We’re sleeping a little outside of the refugee settlement in a town called Kyegegwa. Compared to those we’re trying to help, we have nothing to complain about. Minor annoyances such as spotty electricity, no WiFi and at times no water for showering or flushing toilets. 1st world problems in the developing world. At night, every night, there’re a couple of services from the many small churches that keep us up with their loud music. They start around 9:00 pm and go till about 5:30 am, sometimes with a singer that can only be described as a “passionate” James Brown impersonator with asthma jacked up on 7 espressos and backed up by a voodoo band with large tribal drums. If this all night chanting from the 4 choirs or the anti-malaria pills and their side effects of vivid freaky dreams let me get some sleep, then the new born baby that lives below our room in a closet under the stairs starts crying, right along with the morning Muslim call to prayer but before the toucans start their complaining, sometimes keeps us up.

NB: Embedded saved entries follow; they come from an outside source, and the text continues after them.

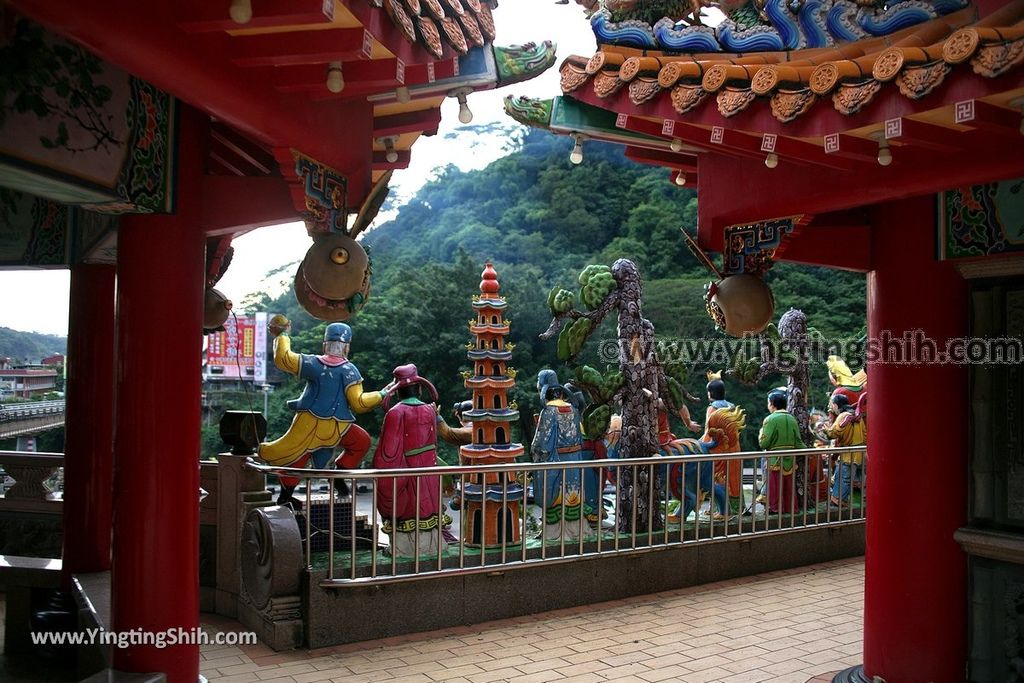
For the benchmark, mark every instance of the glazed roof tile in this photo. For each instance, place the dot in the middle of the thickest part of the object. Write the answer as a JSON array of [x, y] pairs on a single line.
[[914, 59]]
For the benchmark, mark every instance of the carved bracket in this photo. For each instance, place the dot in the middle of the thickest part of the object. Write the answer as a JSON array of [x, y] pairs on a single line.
[[751, 247], [318, 191]]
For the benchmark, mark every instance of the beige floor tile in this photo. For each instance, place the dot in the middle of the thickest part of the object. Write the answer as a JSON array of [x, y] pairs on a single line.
[[783, 627]]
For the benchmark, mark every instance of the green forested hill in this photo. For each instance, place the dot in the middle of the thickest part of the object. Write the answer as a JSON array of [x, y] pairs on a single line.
[[541, 220], [30, 346]]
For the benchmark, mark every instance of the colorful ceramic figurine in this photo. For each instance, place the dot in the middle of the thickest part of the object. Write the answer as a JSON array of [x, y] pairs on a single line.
[[847, 429], [325, 414], [558, 438], [731, 474], [721, 435], [851, 385], [780, 432], [592, 449], [411, 510]]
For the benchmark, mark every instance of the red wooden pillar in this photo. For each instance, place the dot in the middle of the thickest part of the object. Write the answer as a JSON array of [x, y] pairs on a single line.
[[157, 443], [915, 577], [89, 421]]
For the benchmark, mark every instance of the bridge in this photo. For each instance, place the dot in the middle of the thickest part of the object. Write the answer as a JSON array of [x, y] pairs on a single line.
[[31, 418]]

On a brighter note, even though we keep our breakfast bananas outside to keep the fruit flies away, the monkeys have left us alone, and our neighbour’s pet turkey is very quiet.

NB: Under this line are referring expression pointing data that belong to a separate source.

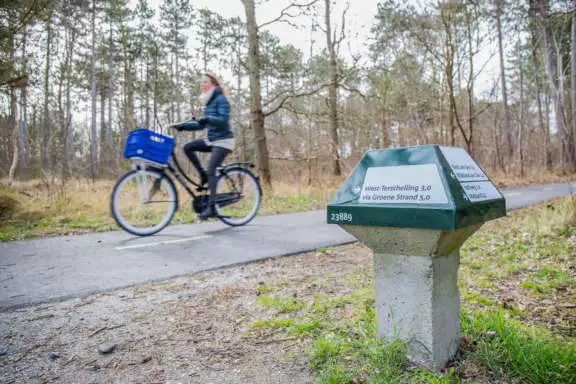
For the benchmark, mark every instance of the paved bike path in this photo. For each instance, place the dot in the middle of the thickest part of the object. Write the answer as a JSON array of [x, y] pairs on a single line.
[[37, 271]]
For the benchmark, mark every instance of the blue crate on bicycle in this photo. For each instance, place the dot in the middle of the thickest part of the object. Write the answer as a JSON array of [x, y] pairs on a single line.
[[147, 145]]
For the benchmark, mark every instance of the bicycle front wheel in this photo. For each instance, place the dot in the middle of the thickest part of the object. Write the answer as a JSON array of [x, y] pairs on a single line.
[[144, 201], [238, 196]]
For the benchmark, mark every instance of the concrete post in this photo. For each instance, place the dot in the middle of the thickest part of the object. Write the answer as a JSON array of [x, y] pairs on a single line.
[[416, 291]]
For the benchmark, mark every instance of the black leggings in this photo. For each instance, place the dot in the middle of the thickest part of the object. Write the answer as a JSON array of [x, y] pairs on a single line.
[[216, 158]]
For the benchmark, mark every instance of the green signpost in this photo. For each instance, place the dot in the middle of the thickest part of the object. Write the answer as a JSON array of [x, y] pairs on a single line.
[[414, 207]]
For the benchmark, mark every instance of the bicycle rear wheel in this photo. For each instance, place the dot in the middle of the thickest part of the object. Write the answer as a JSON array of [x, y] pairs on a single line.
[[144, 201], [238, 196]]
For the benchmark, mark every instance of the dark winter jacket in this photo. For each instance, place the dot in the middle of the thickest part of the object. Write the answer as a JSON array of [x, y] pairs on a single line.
[[217, 115], [215, 118]]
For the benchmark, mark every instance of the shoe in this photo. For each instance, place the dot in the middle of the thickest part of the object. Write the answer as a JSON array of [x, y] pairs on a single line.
[[207, 213]]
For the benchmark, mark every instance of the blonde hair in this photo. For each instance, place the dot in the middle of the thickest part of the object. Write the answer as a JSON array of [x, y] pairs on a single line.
[[217, 83]]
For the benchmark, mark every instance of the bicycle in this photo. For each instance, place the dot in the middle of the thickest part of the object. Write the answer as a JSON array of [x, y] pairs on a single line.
[[144, 200]]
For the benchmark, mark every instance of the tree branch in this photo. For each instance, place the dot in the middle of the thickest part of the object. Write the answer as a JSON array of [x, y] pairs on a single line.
[[293, 96], [284, 13]]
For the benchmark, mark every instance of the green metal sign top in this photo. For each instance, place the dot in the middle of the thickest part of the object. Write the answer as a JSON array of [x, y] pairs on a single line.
[[417, 187]]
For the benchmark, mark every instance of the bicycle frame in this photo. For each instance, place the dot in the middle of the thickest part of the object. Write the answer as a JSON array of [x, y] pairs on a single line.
[[179, 174]]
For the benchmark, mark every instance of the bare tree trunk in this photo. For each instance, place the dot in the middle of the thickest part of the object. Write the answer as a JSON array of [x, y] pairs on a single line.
[[256, 114], [68, 123], [573, 75], [129, 93], [554, 89], [470, 83], [104, 150], [93, 133], [15, 135], [147, 96], [384, 130], [13, 118], [46, 136], [332, 94], [24, 135], [521, 125], [536, 71], [507, 127], [110, 88]]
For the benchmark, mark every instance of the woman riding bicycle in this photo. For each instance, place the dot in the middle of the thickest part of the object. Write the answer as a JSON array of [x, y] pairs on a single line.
[[219, 141]]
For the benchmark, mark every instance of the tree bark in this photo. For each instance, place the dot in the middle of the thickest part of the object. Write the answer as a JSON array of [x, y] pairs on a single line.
[[470, 83], [553, 83], [46, 124], [521, 125], [24, 135], [573, 75], [332, 93], [13, 118], [256, 114], [68, 123], [538, 82], [504, 89], [93, 133], [15, 135], [128, 89]]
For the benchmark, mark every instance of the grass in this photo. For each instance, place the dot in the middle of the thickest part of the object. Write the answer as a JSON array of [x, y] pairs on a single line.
[[509, 333], [38, 209]]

As I remember from 7 years ago, Uganda is beautiful, and the people so very kind. They talk softly and walk slow, my kind of people. They’re only quick to smile. Contrarily, it takes a little longer to get the Congolese to smile, and understandably so. Possibly a family member died, a child sick with malaria, not having a latrine (only half of the 100,000 refugees do), trying to survive in a foreign land with a foreign language, and the little water that they have is contaminated with bacteria. Uganda is doing it’s best to care for the refugees. The world should be grateful and more supportive of host countries like Uganda. But in terms of health, Suzanne and I both think this is the worst refugee situation we’ve seen. I’m certain that there isn’t one single person in North America or Europe that is more disadvantaged and in need of basic rights than these Congolese refugees.

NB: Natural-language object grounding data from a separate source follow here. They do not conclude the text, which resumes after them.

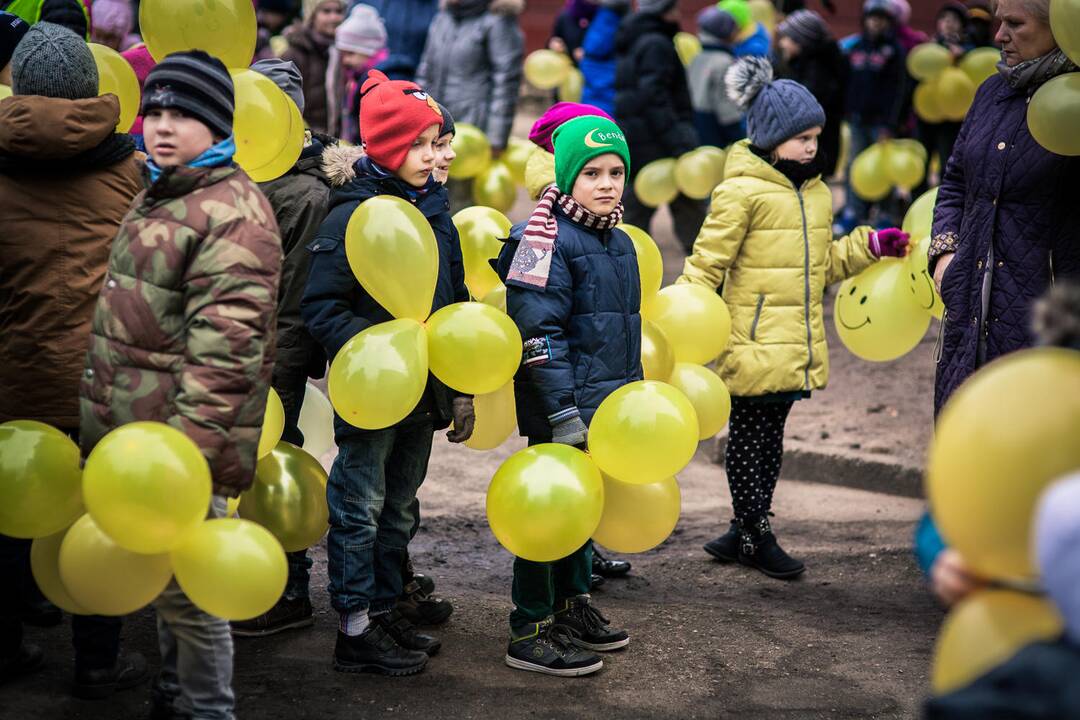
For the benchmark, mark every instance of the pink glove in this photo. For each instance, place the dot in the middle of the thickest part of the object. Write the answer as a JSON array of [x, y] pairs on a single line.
[[891, 242]]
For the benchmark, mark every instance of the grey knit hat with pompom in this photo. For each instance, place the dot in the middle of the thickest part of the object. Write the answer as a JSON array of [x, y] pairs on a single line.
[[777, 110]]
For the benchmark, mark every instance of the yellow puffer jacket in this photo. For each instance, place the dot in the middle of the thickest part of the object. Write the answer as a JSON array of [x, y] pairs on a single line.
[[771, 247]]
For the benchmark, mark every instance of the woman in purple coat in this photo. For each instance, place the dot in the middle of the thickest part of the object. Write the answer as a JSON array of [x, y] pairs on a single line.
[[1007, 225]]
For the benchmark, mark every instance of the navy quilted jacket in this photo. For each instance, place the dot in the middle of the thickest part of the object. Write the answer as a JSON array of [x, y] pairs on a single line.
[[582, 334], [1010, 208]]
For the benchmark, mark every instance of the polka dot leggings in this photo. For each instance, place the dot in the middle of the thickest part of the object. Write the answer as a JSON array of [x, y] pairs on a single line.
[[754, 453]]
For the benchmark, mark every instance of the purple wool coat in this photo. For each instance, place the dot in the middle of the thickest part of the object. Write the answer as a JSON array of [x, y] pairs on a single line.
[[1011, 211]]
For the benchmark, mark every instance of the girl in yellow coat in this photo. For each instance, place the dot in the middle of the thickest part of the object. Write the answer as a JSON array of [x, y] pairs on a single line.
[[768, 243]]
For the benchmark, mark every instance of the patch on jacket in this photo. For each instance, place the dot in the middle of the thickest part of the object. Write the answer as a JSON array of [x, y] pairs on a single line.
[[536, 351]]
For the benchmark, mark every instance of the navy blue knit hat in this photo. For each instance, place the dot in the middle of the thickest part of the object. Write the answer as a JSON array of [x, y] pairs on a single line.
[[775, 110]]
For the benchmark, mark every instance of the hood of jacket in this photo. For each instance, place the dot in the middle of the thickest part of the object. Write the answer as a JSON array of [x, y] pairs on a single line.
[[642, 24], [52, 128]]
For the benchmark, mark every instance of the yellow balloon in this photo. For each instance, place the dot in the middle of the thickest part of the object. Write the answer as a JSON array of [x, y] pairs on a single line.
[[516, 157], [869, 174], [655, 185], [316, 422], [146, 485], [569, 90], [480, 230], [650, 263], [982, 63], [920, 215], [637, 517], [698, 173], [905, 167], [497, 298], [116, 76], [473, 348], [106, 579], [544, 502], [231, 568], [694, 320], [658, 358], [392, 250], [261, 122], [688, 46], [547, 69], [955, 93], [40, 480], [472, 149], [706, 392], [1065, 25], [496, 418], [921, 283], [1002, 437], [876, 315], [984, 630], [379, 376], [926, 103], [289, 153], [44, 565], [495, 188], [288, 498], [273, 424], [1053, 114], [928, 59], [644, 432], [224, 28]]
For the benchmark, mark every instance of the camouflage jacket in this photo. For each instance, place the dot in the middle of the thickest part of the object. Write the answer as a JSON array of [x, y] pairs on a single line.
[[184, 328]]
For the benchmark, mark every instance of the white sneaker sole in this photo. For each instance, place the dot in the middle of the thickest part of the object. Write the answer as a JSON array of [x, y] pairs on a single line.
[[569, 673]]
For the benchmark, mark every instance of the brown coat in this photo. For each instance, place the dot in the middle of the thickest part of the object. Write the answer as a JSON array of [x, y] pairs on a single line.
[[66, 181]]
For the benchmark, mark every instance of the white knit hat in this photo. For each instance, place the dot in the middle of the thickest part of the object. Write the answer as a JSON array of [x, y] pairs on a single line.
[[362, 31]]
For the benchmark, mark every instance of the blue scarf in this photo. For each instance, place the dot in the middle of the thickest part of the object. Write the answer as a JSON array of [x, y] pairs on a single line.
[[216, 155]]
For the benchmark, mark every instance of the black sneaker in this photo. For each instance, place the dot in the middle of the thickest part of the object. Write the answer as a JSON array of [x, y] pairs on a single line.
[[130, 670], [405, 634], [27, 660], [549, 649], [421, 608], [285, 615], [375, 651], [589, 627], [726, 547], [606, 568], [758, 548]]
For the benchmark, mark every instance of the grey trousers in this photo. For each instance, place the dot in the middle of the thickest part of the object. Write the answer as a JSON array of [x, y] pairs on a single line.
[[196, 673]]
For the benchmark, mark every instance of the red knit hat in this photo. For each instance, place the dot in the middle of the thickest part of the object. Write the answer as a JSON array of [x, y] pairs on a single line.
[[392, 113]]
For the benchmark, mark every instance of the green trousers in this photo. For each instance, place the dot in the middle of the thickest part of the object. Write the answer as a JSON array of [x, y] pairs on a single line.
[[540, 586]]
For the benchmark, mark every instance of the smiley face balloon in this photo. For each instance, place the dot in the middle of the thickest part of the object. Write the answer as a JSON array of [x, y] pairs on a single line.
[[875, 313], [922, 285]]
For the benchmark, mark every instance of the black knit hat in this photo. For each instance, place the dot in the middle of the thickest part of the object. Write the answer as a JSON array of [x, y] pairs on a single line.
[[12, 29], [194, 82]]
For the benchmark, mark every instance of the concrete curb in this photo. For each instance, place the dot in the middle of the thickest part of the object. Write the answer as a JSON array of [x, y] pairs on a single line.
[[848, 471]]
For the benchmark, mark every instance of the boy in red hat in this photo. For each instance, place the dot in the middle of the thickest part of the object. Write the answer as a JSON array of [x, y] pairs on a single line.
[[375, 477]]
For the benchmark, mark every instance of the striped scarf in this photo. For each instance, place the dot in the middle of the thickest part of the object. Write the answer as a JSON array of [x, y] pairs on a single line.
[[531, 263]]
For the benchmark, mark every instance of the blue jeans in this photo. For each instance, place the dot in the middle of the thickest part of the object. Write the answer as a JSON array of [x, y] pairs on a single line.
[[370, 492]]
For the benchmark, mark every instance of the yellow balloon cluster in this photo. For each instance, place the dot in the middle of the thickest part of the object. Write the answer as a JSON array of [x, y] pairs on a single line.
[[1053, 114], [288, 498], [116, 76], [644, 432], [876, 314], [1001, 438], [146, 485], [655, 185], [40, 480], [224, 28], [231, 568], [547, 69]]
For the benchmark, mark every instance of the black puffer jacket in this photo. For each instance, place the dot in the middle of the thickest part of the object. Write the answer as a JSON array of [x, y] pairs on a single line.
[[652, 98]]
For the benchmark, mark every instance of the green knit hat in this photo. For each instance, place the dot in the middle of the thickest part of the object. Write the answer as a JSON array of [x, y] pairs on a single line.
[[579, 140]]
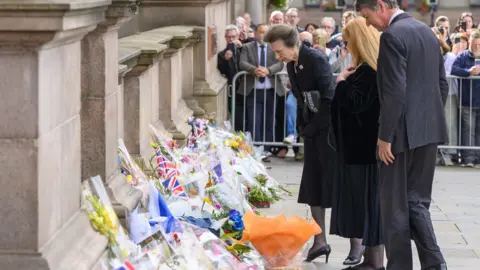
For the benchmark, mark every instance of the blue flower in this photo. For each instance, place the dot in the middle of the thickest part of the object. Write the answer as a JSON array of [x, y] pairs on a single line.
[[234, 213], [238, 226], [236, 219]]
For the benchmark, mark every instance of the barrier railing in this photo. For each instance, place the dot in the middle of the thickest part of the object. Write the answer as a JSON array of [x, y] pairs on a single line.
[[264, 113]]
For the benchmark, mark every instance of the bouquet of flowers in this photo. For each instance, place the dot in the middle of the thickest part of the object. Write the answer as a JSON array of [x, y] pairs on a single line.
[[424, 7], [278, 239]]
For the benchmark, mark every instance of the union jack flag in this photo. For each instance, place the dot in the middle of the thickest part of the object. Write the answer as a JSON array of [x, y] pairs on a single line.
[[174, 186], [191, 141], [164, 166]]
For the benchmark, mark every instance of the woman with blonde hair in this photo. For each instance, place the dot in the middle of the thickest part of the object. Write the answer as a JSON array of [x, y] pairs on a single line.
[[355, 113]]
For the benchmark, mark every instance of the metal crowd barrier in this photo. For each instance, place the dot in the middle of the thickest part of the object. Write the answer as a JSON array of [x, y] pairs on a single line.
[[239, 120]]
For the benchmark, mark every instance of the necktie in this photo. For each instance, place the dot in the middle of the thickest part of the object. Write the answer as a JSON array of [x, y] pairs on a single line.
[[262, 61]]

Thank you very much to those of you who have shared this story with others and contributed to our fundraiser for these neglected fellow humans. The Congolese are very happy to receive healthcare, education and life giving water, and to share the thousands of liters of safe water with their neighbours. Now even if the river, well, or rain catchment barrel is contaminated, they can be assured that there’s no bacteria in the water and drink with confidence. As always, I tell them these filters are gifts from our friends.
Thank you, friends.
It’s 2:47 a.m. in central Africa. The cacophony of music in the near distance is loud and hypnotic. It’s a full full moon tonight. No matter where we are or who we are, privileged or refugee, the moon is shining down on all of us equally. There is no them, only us.